Motor gra sparingi, znakomita interwencja Leśniewskiego. A co słychać w Jezioraku i GKS-ie?

2020-06-06 09:59:31(ost. akt: 2020-06-06 11:10:29)
Ławka Motoru Lubawa podczas derbowego meczu z Jeziorakiem Iława

Ławka Motoru Lubawa podczas derbowego meczu z Jeziorakiem Iława

Autor zdjęcia: Mateusz Partyga

- Muszę przyznać, że nie jest łatwo znaleźć w tym momencie sparing-partnera. Na szczęście, test-mecze chce też rozgrywać Delfin Rybno – mówi trener Motoru Lubawa, Krzysztof Malinowski, którego zespół zremisował we wczorajszym meczu kontrolnym 1:1 z GSZS.
Motor Lubawa – GSZS Delfin Rybno 1:1 (1:0)
1:0 – Sobolewski (20), 1:1 – Gerka (70, gol samobójczy)

MOTOR: Kościński (46 Piotrowicz) - Gerka (80 Goździejewski, 85 Sobolewski), Sobótka, Zasuwa (46 Zelmański), Ruciński (46 Rogożyński), Sobolewski (60 Diemishev), Diemishew (46 Korpalski), Goździejewski (46 Śnieżawski), Gajewski (46 Junior Bah), Olejniczak (46 Szymanski), Kuczyński (46 Ewertowski)

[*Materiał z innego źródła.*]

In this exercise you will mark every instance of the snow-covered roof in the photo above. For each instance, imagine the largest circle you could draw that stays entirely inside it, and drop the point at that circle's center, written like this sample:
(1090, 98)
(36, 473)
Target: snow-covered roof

Lubawianie przygotowują się do nowego sezonu 2020/21, po raz kolejny na poziomie IV ligi. Start rozgrywek zaplanowano na 1 sierpnia i – póki co – nie jest on zagrożony. Trener Motoru przyznał dziś rano, że właściwie kadra jest już zamknięta.
- Być może dojdzie do jakiegoś odejścia, ale transferów do klubu już na pewno nie będzie – zapowiada Krzysztof Malinowski, którego zespół rozegrał wczoraj (piątek 5 czerwca) pierwszy przedsezonowy sparing.

Na bocznym boisku w Lubawie Motor podejmował zespół z Rybna, który awansował do IV ligi. Po pierwszej połowie gospodarze prowadzili 1:0 po bramce zdobytej z rzutu karnego przez Cezarego Sobolewskiego (20 minuta), „jedenastka” była podyktowana za faul na nim.

- Później mieliśmy jeszcze kilka dogodnych okazji do podwyższenia prowadzenia, jednak brakowało skuteczności. Nie robimy jednak z tego wielkiego problemu, tak długa przerwa od rozgrywania meczów musiała wpłynąć na brak celnego oka pod bramką rywali – zauważa trener Malinowski.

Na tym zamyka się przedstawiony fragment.